Il y a deux ans, j’ai fait un road trip dans l’Ouest américain, le premier d’une longue série. Ce que j’aime lors d’un road trip, c’est l’imprévisibilité. Mais comment maintenir le cap pendant vingt jours, en voiture ou en randonnée, parfois dans des températures extrêmes, à l’autre bout du monde ?

Reportage d’une diabétique à la conquête de l’Ouest et de soi-même.

Vue sur LA

#1 Toujours partir à l’aventure avec du matériel de secours

 J’ai commencé mon voyage à Los Angeles. Une ville tentaculaire ! Pendant un road trip, les journées sont longues et imprévisibles. Le matin, mon copain et moi partions habituellement pour toute la journée découvrir cette ville immense.
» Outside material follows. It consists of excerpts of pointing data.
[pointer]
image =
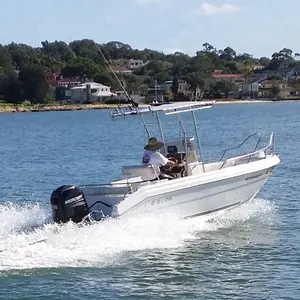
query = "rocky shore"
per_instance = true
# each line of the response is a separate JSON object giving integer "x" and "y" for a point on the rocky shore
{"x": 71, "y": 107}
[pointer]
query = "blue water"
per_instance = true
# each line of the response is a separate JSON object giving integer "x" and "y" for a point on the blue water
{"x": 251, "y": 252}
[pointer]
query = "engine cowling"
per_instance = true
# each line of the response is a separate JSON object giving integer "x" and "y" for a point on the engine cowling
{"x": 68, "y": 204}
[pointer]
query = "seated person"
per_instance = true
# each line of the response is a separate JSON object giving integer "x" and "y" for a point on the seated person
{"x": 153, "y": 157}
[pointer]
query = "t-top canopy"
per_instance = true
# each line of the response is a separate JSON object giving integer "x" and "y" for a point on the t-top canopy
{"x": 172, "y": 108}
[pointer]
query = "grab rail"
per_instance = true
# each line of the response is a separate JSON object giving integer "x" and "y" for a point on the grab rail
{"x": 264, "y": 150}
{"x": 251, "y": 135}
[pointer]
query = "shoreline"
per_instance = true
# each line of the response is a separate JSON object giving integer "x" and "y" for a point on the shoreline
{"x": 72, "y": 107}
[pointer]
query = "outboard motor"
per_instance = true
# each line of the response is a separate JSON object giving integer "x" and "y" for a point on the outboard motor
{"x": 68, "y": 203}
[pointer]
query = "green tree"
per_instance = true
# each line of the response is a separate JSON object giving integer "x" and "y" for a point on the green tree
{"x": 58, "y": 50}
{"x": 106, "y": 79}
{"x": 222, "y": 89}
{"x": 275, "y": 91}
{"x": 11, "y": 89}
{"x": 175, "y": 85}
{"x": 6, "y": 63}
{"x": 81, "y": 67}
{"x": 195, "y": 82}
{"x": 34, "y": 83}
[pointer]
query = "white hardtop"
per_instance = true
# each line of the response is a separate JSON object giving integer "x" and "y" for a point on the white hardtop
{"x": 171, "y": 108}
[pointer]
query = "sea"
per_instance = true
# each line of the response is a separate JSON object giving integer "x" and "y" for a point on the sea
{"x": 250, "y": 252}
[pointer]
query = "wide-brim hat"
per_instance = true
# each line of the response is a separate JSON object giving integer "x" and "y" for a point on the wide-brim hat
{"x": 153, "y": 144}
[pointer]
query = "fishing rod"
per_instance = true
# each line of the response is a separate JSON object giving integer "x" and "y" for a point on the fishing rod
{"x": 134, "y": 104}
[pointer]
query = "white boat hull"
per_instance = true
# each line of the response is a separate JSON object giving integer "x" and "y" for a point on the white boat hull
{"x": 194, "y": 196}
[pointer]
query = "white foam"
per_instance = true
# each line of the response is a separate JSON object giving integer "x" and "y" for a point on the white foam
{"x": 25, "y": 244}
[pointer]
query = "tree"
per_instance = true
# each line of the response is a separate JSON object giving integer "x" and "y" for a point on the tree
{"x": 202, "y": 65}
{"x": 106, "y": 79}
{"x": 132, "y": 83}
{"x": 281, "y": 59}
{"x": 6, "y": 63}
{"x": 58, "y": 50}
{"x": 227, "y": 54}
{"x": 81, "y": 67}
{"x": 222, "y": 89}
{"x": 11, "y": 88}
{"x": 87, "y": 49}
{"x": 22, "y": 55}
{"x": 195, "y": 82}
{"x": 175, "y": 85}
{"x": 275, "y": 91}
{"x": 34, "y": 83}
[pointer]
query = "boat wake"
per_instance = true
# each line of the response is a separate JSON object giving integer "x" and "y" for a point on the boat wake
{"x": 30, "y": 240}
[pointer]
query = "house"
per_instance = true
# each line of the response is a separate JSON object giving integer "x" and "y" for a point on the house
{"x": 279, "y": 89}
{"x": 122, "y": 62}
{"x": 219, "y": 75}
{"x": 156, "y": 92}
{"x": 287, "y": 74}
{"x": 54, "y": 79}
{"x": 135, "y": 64}
{"x": 183, "y": 87}
{"x": 119, "y": 69}
{"x": 90, "y": 92}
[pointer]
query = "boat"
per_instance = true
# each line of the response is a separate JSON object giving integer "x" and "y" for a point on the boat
{"x": 202, "y": 189}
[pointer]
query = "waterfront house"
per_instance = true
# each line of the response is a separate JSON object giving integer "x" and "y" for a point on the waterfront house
{"x": 279, "y": 89}
{"x": 219, "y": 75}
{"x": 90, "y": 92}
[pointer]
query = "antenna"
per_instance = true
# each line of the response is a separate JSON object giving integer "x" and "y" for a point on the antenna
{"x": 126, "y": 94}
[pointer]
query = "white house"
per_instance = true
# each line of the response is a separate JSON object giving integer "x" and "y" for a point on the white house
{"x": 90, "y": 92}
{"x": 183, "y": 88}
{"x": 135, "y": 64}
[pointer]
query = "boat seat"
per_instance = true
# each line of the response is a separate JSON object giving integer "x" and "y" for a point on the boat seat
{"x": 146, "y": 172}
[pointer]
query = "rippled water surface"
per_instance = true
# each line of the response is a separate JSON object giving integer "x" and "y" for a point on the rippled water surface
{"x": 251, "y": 252}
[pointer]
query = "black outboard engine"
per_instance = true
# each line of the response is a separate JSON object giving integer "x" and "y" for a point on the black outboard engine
{"x": 68, "y": 203}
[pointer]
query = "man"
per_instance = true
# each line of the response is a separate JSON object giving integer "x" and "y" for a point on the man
{"x": 153, "y": 157}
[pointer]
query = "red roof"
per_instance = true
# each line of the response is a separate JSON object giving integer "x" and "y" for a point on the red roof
{"x": 226, "y": 76}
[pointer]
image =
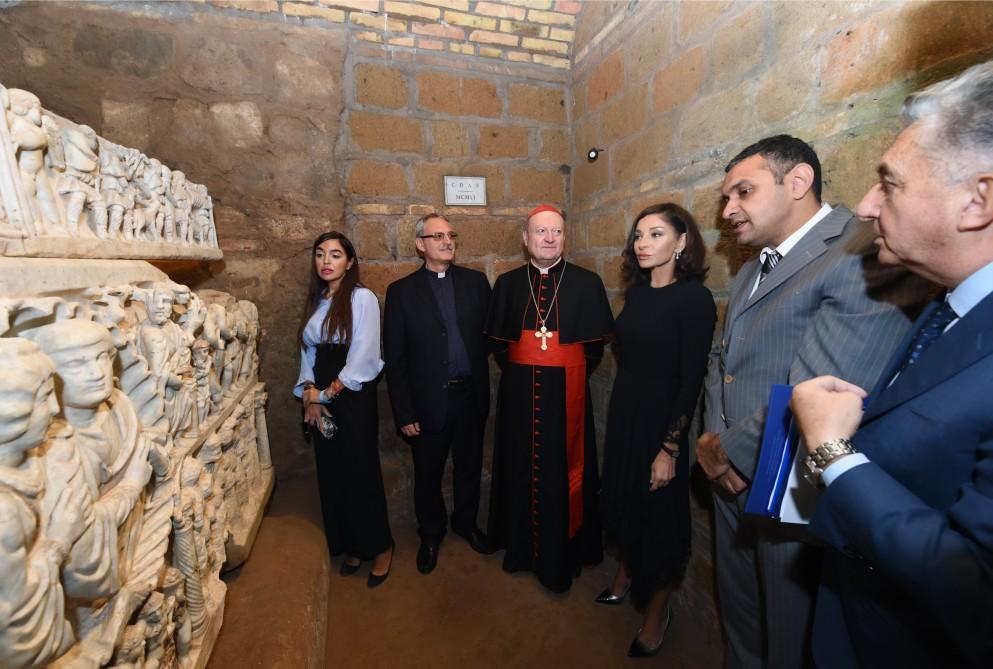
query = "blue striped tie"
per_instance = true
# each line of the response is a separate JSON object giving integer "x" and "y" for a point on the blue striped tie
{"x": 931, "y": 329}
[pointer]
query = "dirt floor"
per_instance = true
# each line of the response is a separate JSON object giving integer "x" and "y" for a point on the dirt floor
{"x": 467, "y": 613}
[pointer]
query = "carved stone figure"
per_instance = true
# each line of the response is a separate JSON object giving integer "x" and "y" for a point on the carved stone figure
{"x": 34, "y": 628}
{"x": 166, "y": 347}
{"x": 30, "y": 142}
{"x": 115, "y": 193}
{"x": 79, "y": 183}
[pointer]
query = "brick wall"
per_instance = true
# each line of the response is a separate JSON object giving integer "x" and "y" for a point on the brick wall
{"x": 672, "y": 91}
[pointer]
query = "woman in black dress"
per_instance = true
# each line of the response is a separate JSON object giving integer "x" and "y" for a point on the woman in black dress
{"x": 339, "y": 367}
{"x": 663, "y": 335}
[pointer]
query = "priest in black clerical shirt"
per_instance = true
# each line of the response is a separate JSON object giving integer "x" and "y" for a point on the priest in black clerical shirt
{"x": 438, "y": 377}
{"x": 550, "y": 320}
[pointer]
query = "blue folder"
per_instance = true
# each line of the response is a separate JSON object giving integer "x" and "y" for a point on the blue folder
{"x": 779, "y": 444}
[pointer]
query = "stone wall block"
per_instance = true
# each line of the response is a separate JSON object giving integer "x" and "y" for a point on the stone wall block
{"x": 715, "y": 120}
{"x": 485, "y": 236}
{"x": 588, "y": 178}
{"x": 440, "y": 92}
{"x": 901, "y": 41}
{"x": 694, "y": 17}
{"x": 372, "y": 239}
{"x": 606, "y": 80}
{"x": 551, "y": 18}
{"x": 127, "y": 123}
{"x": 785, "y": 90}
{"x": 534, "y": 185}
{"x": 651, "y": 44}
{"x": 679, "y": 81}
{"x": 708, "y": 205}
{"x": 625, "y": 116}
{"x": 643, "y": 154}
{"x": 303, "y": 79}
{"x": 132, "y": 52}
{"x": 412, "y": 10}
{"x": 438, "y": 30}
{"x": 471, "y": 21}
{"x": 500, "y": 10}
{"x": 377, "y": 276}
{"x": 380, "y": 86}
{"x": 312, "y": 12}
{"x": 738, "y": 44}
{"x": 379, "y": 132}
{"x": 609, "y": 229}
{"x": 503, "y": 141}
{"x": 370, "y": 178}
{"x": 489, "y": 37}
{"x": 238, "y": 124}
{"x": 554, "y": 146}
{"x": 450, "y": 139}
{"x": 541, "y": 103}
{"x": 479, "y": 98}
{"x": 222, "y": 67}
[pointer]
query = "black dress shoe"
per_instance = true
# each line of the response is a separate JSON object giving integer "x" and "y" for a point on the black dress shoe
{"x": 610, "y": 599}
{"x": 427, "y": 557}
{"x": 349, "y": 569}
{"x": 638, "y": 649}
{"x": 477, "y": 541}
{"x": 376, "y": 580}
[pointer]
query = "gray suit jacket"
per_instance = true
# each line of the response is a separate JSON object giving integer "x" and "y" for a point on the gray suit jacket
{"x": 827, "y": 308}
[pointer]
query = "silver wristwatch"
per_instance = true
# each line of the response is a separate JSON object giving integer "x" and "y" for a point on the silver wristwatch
{"x": 823, "y": 455}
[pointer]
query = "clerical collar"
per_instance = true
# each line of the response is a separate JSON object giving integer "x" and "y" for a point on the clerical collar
{"x": 440, "y": 275}
{"x": 546, "y": 270}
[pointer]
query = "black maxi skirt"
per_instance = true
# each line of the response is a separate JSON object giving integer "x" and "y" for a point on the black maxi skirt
{"x": 349, "y": 476}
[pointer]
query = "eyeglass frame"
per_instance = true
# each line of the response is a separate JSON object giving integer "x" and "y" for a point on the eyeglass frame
{"x": 441, "y": 236}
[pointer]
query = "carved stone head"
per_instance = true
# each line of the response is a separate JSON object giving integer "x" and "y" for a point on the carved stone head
{"x": 27, "y": 397}
{"x": 83, "y": 353}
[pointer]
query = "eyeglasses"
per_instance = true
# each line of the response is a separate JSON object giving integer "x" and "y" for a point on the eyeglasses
{"x": 440, "y": 236}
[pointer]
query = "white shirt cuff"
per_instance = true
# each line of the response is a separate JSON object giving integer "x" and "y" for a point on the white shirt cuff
{"x": 842, "y": 465}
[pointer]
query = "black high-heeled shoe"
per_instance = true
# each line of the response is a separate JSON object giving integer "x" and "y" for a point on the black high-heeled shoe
{"x": 608, "y": 598}
{"x": 349, "y": 569}
{"x": 639, "y": 649}
{"x": 376, "y": 580}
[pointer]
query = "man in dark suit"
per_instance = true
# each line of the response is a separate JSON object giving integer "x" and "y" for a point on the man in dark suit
{"x": 439, "y": 383}
{"x": 908, "y": 504}
{"x": 813, "y": 301}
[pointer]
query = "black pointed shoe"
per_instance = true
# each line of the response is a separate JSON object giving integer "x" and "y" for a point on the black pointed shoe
{"x": 610, "y": 599}
{"x": 638, "y": 649}
{"x": 349, "y": 569}
{"x": 376, "y": 580}
{"x": 427, "y": 557}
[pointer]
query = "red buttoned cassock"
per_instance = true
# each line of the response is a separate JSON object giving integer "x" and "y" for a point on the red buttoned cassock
{"x": 543, "y": 501}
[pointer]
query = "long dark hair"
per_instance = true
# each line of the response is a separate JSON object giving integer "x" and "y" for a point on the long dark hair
{"x": 339, "y": 318}
{"x": 690, "y": 264}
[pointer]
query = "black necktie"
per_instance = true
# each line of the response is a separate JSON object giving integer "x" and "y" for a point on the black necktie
{"x": 772, "y": 259}
{"x": 932, "y": 328}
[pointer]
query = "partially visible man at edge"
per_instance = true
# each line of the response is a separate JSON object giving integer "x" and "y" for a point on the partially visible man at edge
{"x": 549, "y": 319}
{"x": 908, "y": 507}
{"x": 438, "y": 375}
{"x": 813, "y": 301}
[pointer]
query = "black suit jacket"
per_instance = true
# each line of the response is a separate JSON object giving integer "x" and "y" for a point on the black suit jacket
{"x": 416, "y": 348}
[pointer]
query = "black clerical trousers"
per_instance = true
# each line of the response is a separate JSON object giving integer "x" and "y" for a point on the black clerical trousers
{"x": 462, "y": 434}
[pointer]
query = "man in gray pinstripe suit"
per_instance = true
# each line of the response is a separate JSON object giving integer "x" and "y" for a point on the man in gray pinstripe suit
{"x": 814, "y": 301}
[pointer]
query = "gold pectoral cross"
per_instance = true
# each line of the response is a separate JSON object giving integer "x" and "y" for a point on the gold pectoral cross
{"x": 544, "y": 334}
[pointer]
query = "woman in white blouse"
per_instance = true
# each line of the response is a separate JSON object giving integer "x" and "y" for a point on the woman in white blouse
{"x": 339, "y": 368}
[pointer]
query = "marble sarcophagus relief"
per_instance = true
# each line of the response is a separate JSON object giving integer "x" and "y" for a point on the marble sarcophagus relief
{"x": 134, "y": 457}
{"x": 69, "y": 193}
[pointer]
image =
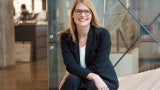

Nous commencions par un petit-déjeuner (trop) riche en glucides ( jus detox fraîchement pressé et almond croissant au The Cow’s End Cafe sur Washington Boulevard) que nous dégustions au bord de la plage à Venice Beach, avant de plonger dans l’Océan Pacifique. Autant vous dire que j’étais en hyper dès le matin…

Le diabète et la plage ne font parfois pas bon ménage. Depuis que j’ai l’Omnipod, il m’est arrivée que ma pompe se décolle à cause des longues heures passées dans l’eau. Avant, sous pompe MiniMed Paradigm, mon KT se bouchait avec le sable, même si je le refermais bien quand j’allais me baigner. Lorsque ça m’arrivait, c’était la fin du monde ! Je stressais et je m’énervais car je ne prenais pas de matériel de secours. Je pense honnêtement que je ne le prenais pas volontairement ; je ne voulais pas mélanger ces moments de bonheur et de détente à la plage avec des KT, des aiguilles et de l‘insuline. Mais la fin brutale d’une baignade à cause d’une pompe ou d’un KT décollé m’a fait changé ma manière de préparer mes sorties à la plage. J’ai appris la leçon : il faut toujours sortir avec du matériel de secours, surtout quand on est en vacances et qu’on va à la plage !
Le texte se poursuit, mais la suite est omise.